Een voor mij onbekende plaatselijke gitarist, Thomas Zwijsen, verrast. Op zijn 16de stond hij al op het podium in Nisse. Nu - op zijn 25ste - is hij een conservatorium-opleiding en een aantal youtube-hits verder. Kort vóór zijn tournee door Brazilië vindt hij nog even tijd voor Nisse. Hij is klassiek geschoold, een flamencofanaat én van jongsaf liefhebber van de metalmuziek van Iron Maiden. Dat alles combineert hij in zijn sound. Hij heeft een succesvol album 'Nylon Maiden' opgenomen vol akoestische interpretaties van nummers van Iron Maiden. Van dat album speelt hij ondermeer het meeslepend walsende 'Bloodbrothers'. Het publiek is er stil van
De Gentse zanger-liedschrijver Lieven Tavernier is er met de band White Velvet (rond producer en gitarist Koen Gisen) waarmee hij zijn recentste album Witzand opnam. Naast de fraaie teksten en innemende presence van Lieven levert dat ook spannende muziek op. Voor mensen die zijn nummers nog niet kenden was het jammergenoeg door het fikse bandgeluid soms lastig zijn Vlaamse teksten te volgen. Lieven maakt dan ook het meest indruk met de klein gehouden nummers, zoals zijn opener 'de Verdwenen Karavaan'. Alleen met zijn gitaar, fluister-zingt hij met gebroken stem dit lied over een droom (of beter: een bijna doodervaring). Ontroerend!
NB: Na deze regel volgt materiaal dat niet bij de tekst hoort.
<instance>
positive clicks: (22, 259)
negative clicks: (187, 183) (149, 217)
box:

Op het eind van de avond is het meelallen bij oude Ierse traditionals krakkemikkig gebracht door een fraai gezelschap bejaarde Zeeuwen, naar schatting tussen de zestig en de vijfenzeventig jaar oud. Bandnaam: Tyrconnell. Bij enkele nummers krijgen ze vocale versterking van de jonge meiden van Straatruis.
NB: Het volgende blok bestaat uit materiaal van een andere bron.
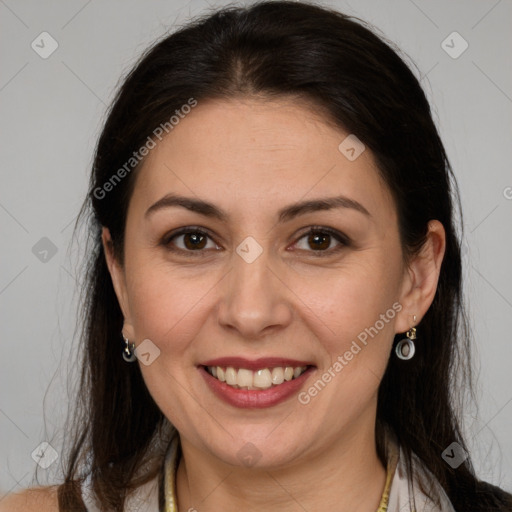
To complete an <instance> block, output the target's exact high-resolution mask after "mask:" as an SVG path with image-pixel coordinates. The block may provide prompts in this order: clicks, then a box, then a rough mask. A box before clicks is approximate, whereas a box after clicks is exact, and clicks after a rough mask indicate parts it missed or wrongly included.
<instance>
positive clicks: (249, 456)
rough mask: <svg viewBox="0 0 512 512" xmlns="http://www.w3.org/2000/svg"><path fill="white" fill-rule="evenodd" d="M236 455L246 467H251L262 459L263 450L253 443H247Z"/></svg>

Zaterdag speelt het festival zich enkel buiten af rondom de oude muziekkiosk. De sfeer is opnieuw informeel. Het sterkst vind ik het optreden van de Gentse zangeres / multi-instrumentaliste Sarah Ferri. Wat een mooie volle stem, en wat een gigantisch bereik. Voor een deel deed haar Engelstalige repertoire denken aan het retro-werk van Caro Emerald, maar dan beter en afwisselender... Gypsy- en klezmermelancholie, maar vooral ook swing & dans was er van het leuke festivalbandje Balcony Players, rond violiste/zangeres Moniek de Leeuw en accordeoniste Ilse Roskam (net als Thomas Zwijsen opgegroeid met het Pastorale-virus in Nisse). Leoni Jansen houdt van mooie maar ook geëngageerde zangnummers. Dat levert dit keer een gevarieerd folky repertoire dat gaat van een lied over de Ierse Magdalene Laundries tot Simon & Garfunkel en Sandy Denny. Fantastisch is het snarenwerk van haar begeleider Eric Rutjes (gitaar, dobro). Uiteindelijk wordt ze ook nog ondersteund door de vijf zangeressen van 'Bells of Youth' die eerder het publiek overtuigden met een set vol ontroerende harmonieën. Hilarisch is het optreden van Straatruis in een oude bouwkeet, met vijftien bezoekers afgeladen vol en onstabiel meewiebelend op het ritme van hun oude Amerikaanse folksongs. Voordat de Oldtime Stringband het festival laat op de avond opwindend afsluit is er nog de Nederlandse primeur van het Ierse duo Lost Brothers. Deze twee popjongens hebben elkaar gevonden in de eenvoud van korte Everly Brothers-achtige songs bij akoestische gitaren, die elkaar in hoog tempo zonder poespas opvolgen: uiterst toegankelijk en meezingbaar.